Installing the Database in Azure

This section provides information about installing the ArcSight Database in Azure.

Preparing the Azure Virtual Machine

This section describes how to prepare the Azure virtual machine for database installation.

  1. Log in to the Azure portal.
  2. Select an active Azure subscription.
  3. Click Create a Resource or select an existing resource.
  4. In the search box (case-insensitive), specify CentOS 8.4 and select an image.
  5. Click create.
  6. In the Virtual machine name field, specify a name for the virtual machine.
  7. In the Image drop-down list, select the supported image.
  8. In the Size drop-down list, select the VM that will be accomplishing the database requirements. For example, D8s_v3.
  9. Select the appropriate Authentication type, and specify the details.
  10. In the Select inbound ports drop-down list, be sure SSH (22) is selected.
  11. In the Public inbound ports area, select the Allow selected ports option.
  12. Click Next: Disks.
  13. On the Disks tab, create a new disk of minimum size 256 GB.
  14. For Data disks and Host caching select Read/write.
  15. Select the Networking and your Virtual network.
  16. For subnet, create or select a subnet for the database and select it in the subnet drop-down..
  17. Click Review + create to review and create a VM. (Give the deployment time to complete.)
  18. Click Create.
  19. Click Go to your resource and launch the new VM.
  20. In the left navigation panel, click Overview > DNS Name.
  21. Set Assignment to static and then specify the DNS name label.
  22. Click Save.
  23. In the left navigation pane, click Networking.
  24. Select your Network Interface.
  25. From the left menu, select IP configuration.
  26. Navigate to the IP Forwarding Field, and select Enabled.
  27. Click Save.
You must create one virtual machine for each database node.
  1. SSH to your VM with it's public IP address.
  2. Log in with your VM user, then become root.
  3. Change your root password.
  4. Create a folder for the ArcSight database by running the command:
    5. mkdir /opt/vertica

  5. Find the device for the data disk by running the following command: 

    fdisk -l
    Depending on your VM, the result can be sdc, sdb, etc.
  6. Create partitions on the data disk using the datadisk you obtained in the previous step.
    The ArcSight database requires a minimum 2 GB swap partition irrespective of the amount of RAM installed.
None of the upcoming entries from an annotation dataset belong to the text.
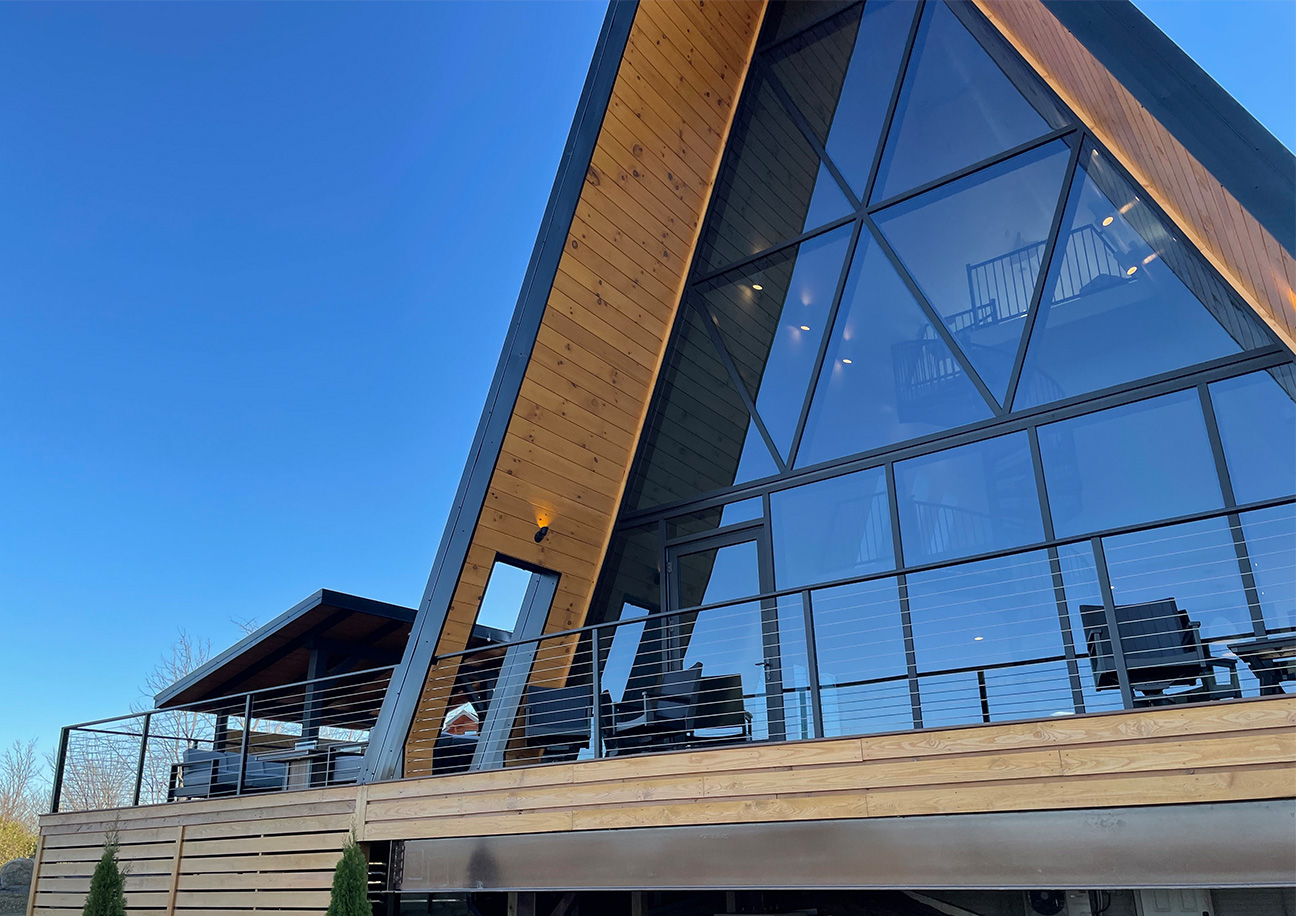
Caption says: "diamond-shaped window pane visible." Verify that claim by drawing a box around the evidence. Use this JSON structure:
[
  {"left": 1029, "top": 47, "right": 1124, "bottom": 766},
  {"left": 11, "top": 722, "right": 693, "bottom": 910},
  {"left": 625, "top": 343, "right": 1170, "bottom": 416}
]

The remaining part of the disk, you can format using ext4 and mount it to /opt/vertica.
    [root@vertica1 ~]# fdisk /dev/<datadisk>

    1. Specify n and press Enter.

    2. Press Enter.

    3. Press Enter.

    4. Press Enter

    5. Specify the value for ${sizePartitionForSwap} and press Enter.
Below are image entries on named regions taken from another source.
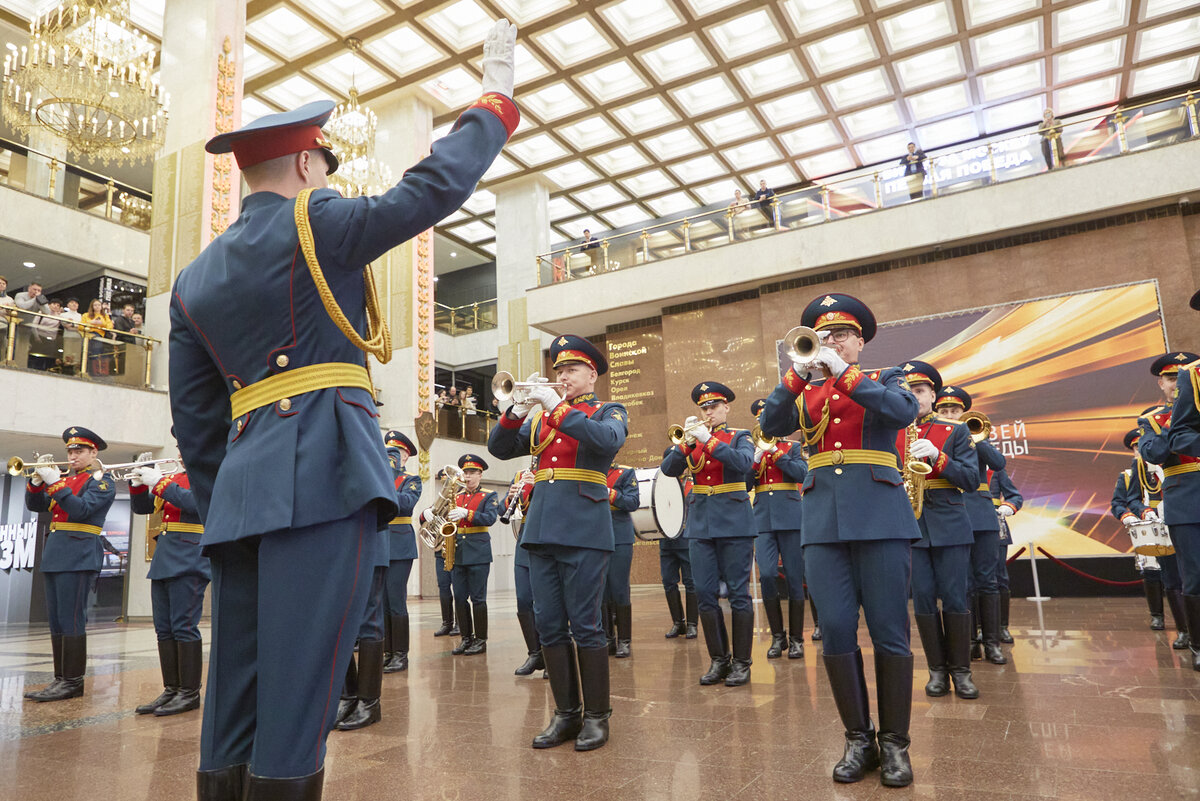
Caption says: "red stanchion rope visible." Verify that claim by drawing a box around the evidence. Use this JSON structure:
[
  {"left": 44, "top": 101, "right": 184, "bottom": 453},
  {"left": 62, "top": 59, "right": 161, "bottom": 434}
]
[{"left": 1038, "top": 546, "right": 1141, "bottom": 586}]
      You must provide the value in KB, minimum value is 2 GB.

    6. Specify n and press Enter.

    7. Press Enter.

    8. Press Enter.

    9. Press Enter.

    10. Specify p and press Enter.

    11. Specify w and press Enter.

    For instance:

    7. Welcome to fdisk (util-linux 2.23.2)
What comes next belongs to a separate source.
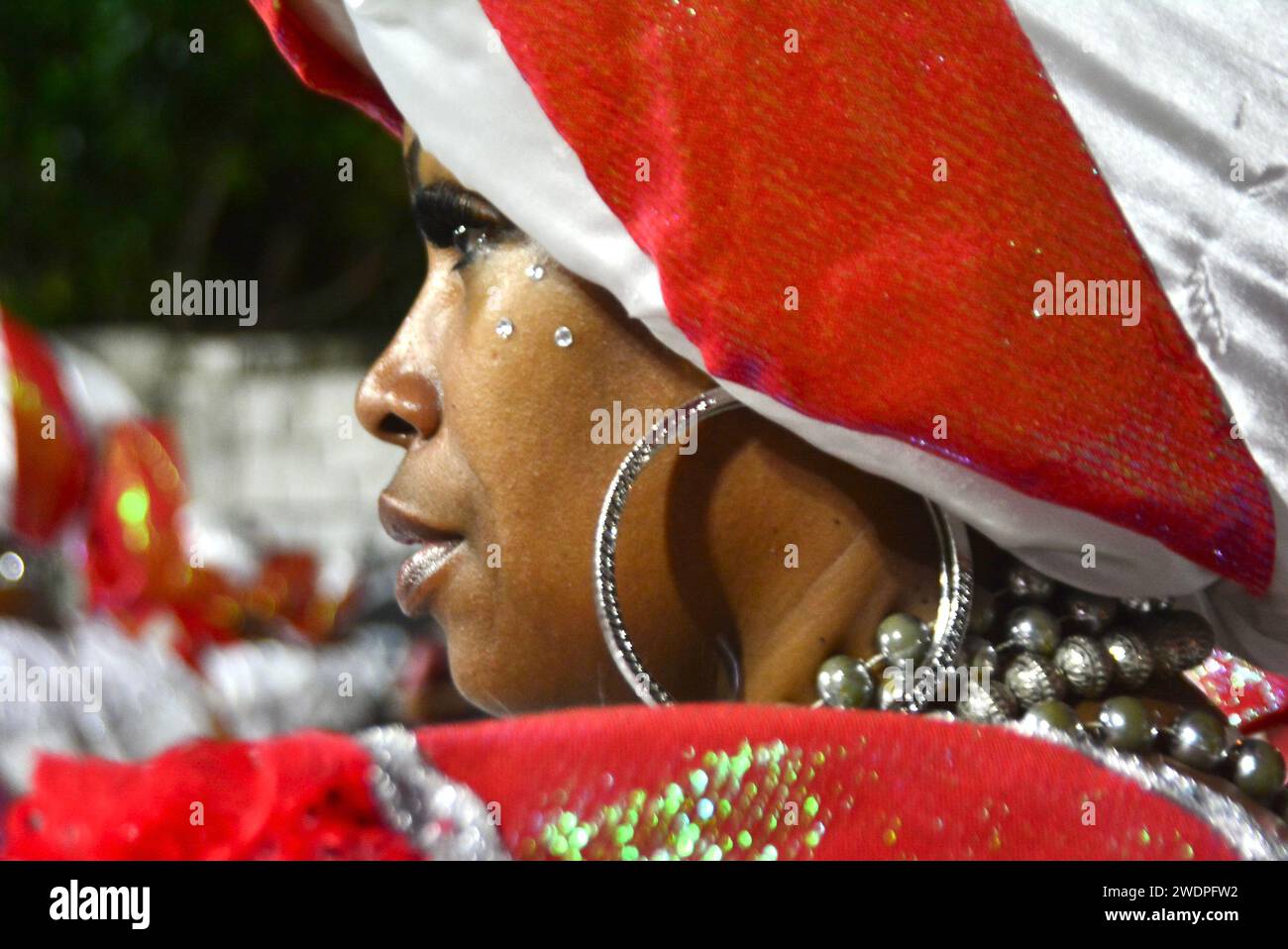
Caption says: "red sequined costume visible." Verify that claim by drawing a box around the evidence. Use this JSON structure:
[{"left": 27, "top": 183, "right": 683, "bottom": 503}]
[{"left": 4, "top": 0, "right": 1288, "bottom": 859}]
Changes will remain in memory only, until you decide to write them.
Be careful before using the write command.
 
Device does not contain a recognized partition table
Building a new DOS disklabel with disk identifier 0x2959fe99.
 
The device presents a logical sector size that is smaller than
the physical sector size. Aligning to a physical sector (or optimal
I/O) size boundary is recommended, or performance may be impacted.
 
Command (m for help): n
Partition type:
p   primary (0 primary, 0 extended, 4 free)
e   extended
Select (default p):
Using default response p
Partition number (1-4, default 1):
First sector (2048-536870911, default 2048):
Using default value 2048
Last sector, +sectors or +size{K,M,G} (2048-536870911, default 536870911): 
${sizePartitionForSwap}
Partition 1 of type Linux and of size X GiB is set
 
Command (m for help): n
Partition type:
p   primary (1 primary, 0 extended, 3 free)
e   extended
Select (default p):
Using default response p
Partition number (2-4, default 2):
First sector (4196352-536870911, default 4196352):
Using default value 4196352
Last sector, +sectors or +size{K,M,G} (4196352-536870911, default 536870911):
Using default value 536870911
Partition 2 of type Linux and of size XXX GiB is set
 
Command (m for help): p
 
Disk /dev/<datadisk>: XXX GB, 274877906944 bytes, 536870912 sectors
Units = sectors of 1 * 512 = 512 bytes
Sector size (logical/physical): 512 bytes / 4096 bytes
I/O size (minimum/optimal): 4096 bytes / 4096 bytes
Disk label type: dos
Disk identifier: 0xcca9a285
 
Device Boot             Start         End      Blocks   Id  System
/dev/<datadisk>1         2048     2097152     1047552+  83  Linux
/dev/<datadisk>2      2099200   536870911   267385856   83  Linux
 
Command (m for help): w
The partition table has been altered!
 
Calling ioctl() to re-read partition table.
Syncing disks.
  7. Create a swap partition by running the command:
    8. mkswap /dev/<datadisk>1
  8. Activate the swap partition by running the command:
    9. swapon /dev/<datadisk>1
  9. To format the rest of disk to ext4, run the command:
    10. mkfs.ext4 /dev/<datadisk>2
  10. Get the last created UUID of the disks from the output by running the command:
    11. blkid

  11. For the swap partition (<datadisk>1) and for the rest of the disk (<datadisk>2), note of the given UUID values, modify the /etc/fstab file, and add the following lines by replacing the UUIDs:

    12. UUID=<UUID <datadisk>1>    none	  swap	sw	  0 0
UUID=<UUID <datadisk>2>    /opt/vertica  ext4	 defaults  0 0
  12. Mount all by running the command:
    13. mount -a
  13. Check if /opt/vertica is assigned by running the command:
    14. df -h
  14. Enable the swap partition by running the command:
    15. swapon -a
  15. Check the swap partition size by running the command:
    16. free -h
  16. Repeat these steps for each expected database node.

Installing Prerequisites

This section describes how to install the prerequisites necessary to install the Azure database.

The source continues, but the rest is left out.